The Australian Tax Office (ATO) is continuing to keep up the pressure on the industry in regards to self managed super funds (SMSF) that breach rules by lending part of their SMSF resources to relatives or other members.
In an address to the Small Independent Superannuation Funds Association in Melbourne, ATO assistant commissioner of superannuation Stuart Forsyth said the ATO was still being disappointed that SMSF holders were still breaching SMSF laws by providing loans.
“The law is unambiguous, you cannot use the resources of an SMSF to lend money, provide direct or indirect financial assistance to a member or a relative of a member.
“We still find funds where within months of being set up, some of the money has gone to a member, it’s one of the things ... that we’re working on as we speak,” he said.
Investigations around the loans comprise a significant part of the ATO’s audit and contravention report, he said.

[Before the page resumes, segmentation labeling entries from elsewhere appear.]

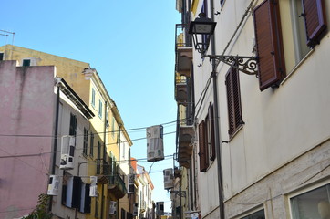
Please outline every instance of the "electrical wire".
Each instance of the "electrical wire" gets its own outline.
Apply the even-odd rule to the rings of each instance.
[[[169,122],[165,122],[165,123],[161,123],[160,125],[165,126],[168,124],[171,124],[171,123],[177,123],[177,122],[180,122],[180,121],[185,121],[187,119],[181,119],[181,120],[172,120],[172,121],[169,121]],[[131,130],[146,130],[149,127],[140,127],[140,128],[132,128],[132,129],[128,129],[125,130],[126,131],[131,131]],[[88,135],[91,135],[91,134],[104,134],[104,133],[116,133],[116,132],[122,132],[122,130],[108,130],[108,131],[100,131],[100,132],[90,132]],[[0,134],[0,137],[26,137],[26,138],[61,138],[64,136],[67,136],[67,135],[37,135],[37,134]],[[78,136],[85,136],[84,134],[80,134],[80,135],[76,135],[76,137]]]

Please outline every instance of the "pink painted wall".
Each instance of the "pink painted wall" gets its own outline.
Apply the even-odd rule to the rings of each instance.
[[[15,61],[0,61],[1,219],[28,214],[38,195],[46,193],[56,100],[54,76],[51,66],[16,67]]]

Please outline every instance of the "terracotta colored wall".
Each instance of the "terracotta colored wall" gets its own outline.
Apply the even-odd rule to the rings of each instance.
[[[0,61],[0,218],[27,214],[46,193],[54,75],[54,67]]]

300 audits are being planned “for this year”, together with 1000 reviews, 1,200 mailouts for the ATO’s tailored advice programs, as well as a follow up program of the service from the last financial year, Forsyth said.
The ATO also found that super trustees have been using their retirement funds’ members to support their related businesses, and exceeding the five per cent limit, Forsyth said.
“We don’t intend to get to the cases that just exceed the five per cent limit, we favour those people who have used more than 50 per cent of the money in the fund for related businesses,” he said.